Sports Graphic Number MoreBACK NUMBER
<錦織が開いた世界への扉> 日本男子新世紀を担う3人。 ダニエル太郎/西岡良仁/綿貫陽介
text by
山口奈緒美Naomi Yamaguchi
photograph byHiromasa Mano
posted2017/01/12 11:05
左からダニエル、西岡、綿貫。日本男子テニス界の将来を背負って立つべき3人は、着実に成長を遂げている。
「錦織さんのいる間に」同じ土俵に立ちたい。
「置いていかれてるという自覚はあります。正直、彼らが活躍しているのを見るのは辛いですけど、早く自分も上の舞台で戦いたい、追いつきたいという気持ちは強い」
綿貫はそこに自分なりのタイムリミットを設けている。
「錦織さんがいる間に……」
それがあと何年なのかはわからないが、同じ土俵に立ちたいという思いは、大阪でのデ杯でチームに帯同していっそう強くなったという。

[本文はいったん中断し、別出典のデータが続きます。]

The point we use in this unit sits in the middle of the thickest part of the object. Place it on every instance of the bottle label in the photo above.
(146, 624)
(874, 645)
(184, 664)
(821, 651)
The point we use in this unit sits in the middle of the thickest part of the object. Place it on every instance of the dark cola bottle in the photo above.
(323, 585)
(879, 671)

この数年、男子テニスは日本でかつてないほどに注目を浴びてきたが、テニス人気ではなく錦織人気に過ぎないと痛感することも多々ある。この個性豊かな若者たちは錦織にどこまで近づいていけるだろうか。そして、錦織がいる間にできること、やるべきことを考え、努めるのは選手だけの仕事ではない。2月にはデ杯のワールドグループ1回戦、強豪フランスとの戦いも控えている。錦織一人では、勝てない。
ダニエル太郎Taro Daniel
1993年1月27日、ニューヨーク生まれ。右利き、両手バック。父は米国人、母は日本人。スペイン・バレンシアが本拠地。'16年は四大大会3大会で本戦入りし、全仏で初戦突破。リオ五輪では3回戦に進出、銀メダルのデルポトロから第1セットを奪った。191cm、76kg。
西岡良仁Yoshihito Nishioka
1995年9月27日、三重県生まれ。左利き、両手バック。4歳からテニスを始める。'14年プロ転向。'16年はATPツアーで10勝12敗。8月のアトランタ250大会では準決勝進出し、キリオスに惜敗した。ATPの若手抜擢キャンペーン「Next Gen」の一員に選出。170cm、64kg。
綿貫陽介Yosuke Watanuki
1998年4月12日、埼玉県生まれ。右利き、両手バック。実家がテニスクラブで、兄の裕介、敬介もプロテニス選手。'16年プロ転向し、世界スーパージュニアと全日本テニス選手権で優勝。世界ジュニアランキング最高2位。'17年よりツアーに本格参戦する。181cm、63kg。